Les parents du FRCI assassiné chez Tracteur demandent des comptes à Ouattara (Lu sur lepointsur, pro-Ouattara)

Les parents du FRCI assassiné chez Tracteur demandent des comptes à Ouattara (Lu sur lepointsur, pro-Ouattara)

Tué injustement et illégalement au cours de l’arrestation enlèvement du Cdt Tracteur dans la nuit du 18 au 19 décembre 2014, Coumbala Soroho, jeune Frci qui était en garde chez ledit Commandant, a été conduit à sa dernière demeure ce Vendredi 30 janvier 2015 à Sofolo, dans la sous préfecture de Dabakala, sa ville d’origine. Un enterrement avant lequel les parents et villageois ont posé des questions pertinentes.

Dans la nuit du jeudi 18 à vendredi 19 décembre 2014, un commando de 200 militaires armé avaient investi le domicile du Commandant Tracteur : objectif, mettre aux arrêts ce chef de guerre. Fort malheureusement, au cours de cette opération dont les commanditaires avaient gros sur le cœur pour les actions d’envergure concernant la sécurité menée par ledit commandant, Sorho Coumbala, jeune Frci qui venait à peine d’avoir son matricule, en poste a été lâchement assassiné sans sommation. En attendant les résultats de l’enquête relative à cette mort d’homme et à cette arrestation digne d’un polar abidjanais dont les conséquences allaient être désastreuses n’eût été l’appel au calme du Commandant de la compagnie Tracteur des combattants d’Abidjan, Coumbala a été conduit à sa dernière demeure.

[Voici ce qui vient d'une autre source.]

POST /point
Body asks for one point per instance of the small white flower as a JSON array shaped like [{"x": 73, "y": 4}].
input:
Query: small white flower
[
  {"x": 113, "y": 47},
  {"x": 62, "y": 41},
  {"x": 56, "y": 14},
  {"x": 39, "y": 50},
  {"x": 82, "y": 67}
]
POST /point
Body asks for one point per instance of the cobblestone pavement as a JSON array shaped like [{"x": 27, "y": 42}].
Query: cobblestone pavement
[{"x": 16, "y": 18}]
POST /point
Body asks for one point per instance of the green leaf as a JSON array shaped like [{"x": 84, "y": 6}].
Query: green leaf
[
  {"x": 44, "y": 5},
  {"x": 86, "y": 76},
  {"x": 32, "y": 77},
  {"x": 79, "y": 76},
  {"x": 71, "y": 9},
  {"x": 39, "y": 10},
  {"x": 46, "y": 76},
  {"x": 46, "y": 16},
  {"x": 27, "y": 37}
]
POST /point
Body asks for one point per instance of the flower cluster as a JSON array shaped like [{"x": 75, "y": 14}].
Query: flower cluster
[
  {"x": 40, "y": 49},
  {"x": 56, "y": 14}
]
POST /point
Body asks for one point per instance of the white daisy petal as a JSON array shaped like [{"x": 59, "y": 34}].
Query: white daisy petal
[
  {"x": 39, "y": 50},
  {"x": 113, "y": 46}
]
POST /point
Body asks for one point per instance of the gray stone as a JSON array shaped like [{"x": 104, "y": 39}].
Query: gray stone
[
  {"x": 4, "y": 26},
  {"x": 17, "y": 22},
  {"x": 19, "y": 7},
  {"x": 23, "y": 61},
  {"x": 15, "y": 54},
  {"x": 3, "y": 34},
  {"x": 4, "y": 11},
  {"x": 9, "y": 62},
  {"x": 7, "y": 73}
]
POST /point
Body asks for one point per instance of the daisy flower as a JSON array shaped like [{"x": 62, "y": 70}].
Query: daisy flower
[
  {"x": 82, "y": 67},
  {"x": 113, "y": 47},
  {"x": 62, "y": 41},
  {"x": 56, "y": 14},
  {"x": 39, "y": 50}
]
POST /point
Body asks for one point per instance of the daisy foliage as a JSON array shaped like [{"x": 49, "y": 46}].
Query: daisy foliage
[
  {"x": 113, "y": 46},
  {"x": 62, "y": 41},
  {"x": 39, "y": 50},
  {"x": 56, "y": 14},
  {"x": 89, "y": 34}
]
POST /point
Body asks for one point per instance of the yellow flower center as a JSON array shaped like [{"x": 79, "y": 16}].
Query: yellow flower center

Très remontés les parents du défunt ont vertement accusés les commandants Grumman et Koné Zakaria de « cette barbarie » des temps caverneux. Bien avant, à la cérémonie de sa levée de corps à HMA, c’était la consternation et l’émotion car l’on n’arrivait pas justifier ce crime commis par ceux-là qui avaient été commis pour arrêter le chef de guerre Traoré Salif dit Cdt Tracteur (qui rappelons le a fait de la sécurisation d’Abidjan, son affaire) on ne sait pour quelle raison. Aussi, alors que le jeune Coumbala n’avait opposé aucune résistance sur instruction d’ailleurs de son patron, comment expliquer que celui-ci soit abattu froidement.

L’impunité n’étant plus de mise, nous osons croire que ce énième crime ne restera pas impuni. Toute chose que les populations de sofolo son village natal dans la région de Dabakala ont tenu à exprimer à la délégation de Commandant Tracteur qui y avait accompagné la dépouille mortelle. En effet, après les rituels de bienvenue et la prière avant la mise en bière, le chef du village au nom de la population a exigé que la vérité soit dite sinon pas d’enterrement. « Qui a tiré sur notre fils pour le tuer alors qu’il était blessé et appelait de l’aide? Est-ce qu’il était contre le Président Ouattara comme on nous l’a dit? Si non pourquoi Alassane Ouattara pour lequel notre fils combat a cautionné cela? Des interrogations qui ont jeté l’émoi dans la délégation ».

Obligé de répondre à celles-ci en tant chef de délégation et patron de Coumbala, le Cdt Tracteur a tout simplement demandé pardon au nom du Chef de l’Etat et solliciter le pardon des chefs traditionnels, de la famille pour tous ceux qui ont participé à cet assassinat. « Coumbala n’a jamais été un milicien encore moins un traitre. Malheureusement, pour des intérêts personnels, des gens sont venus l’abattre. Je sollicite votre pardon et ce crime ne sera pas impuni ». Une déclaration qui a contribué à apaiser la colère des villageois qui en avaient gros sur le cœur.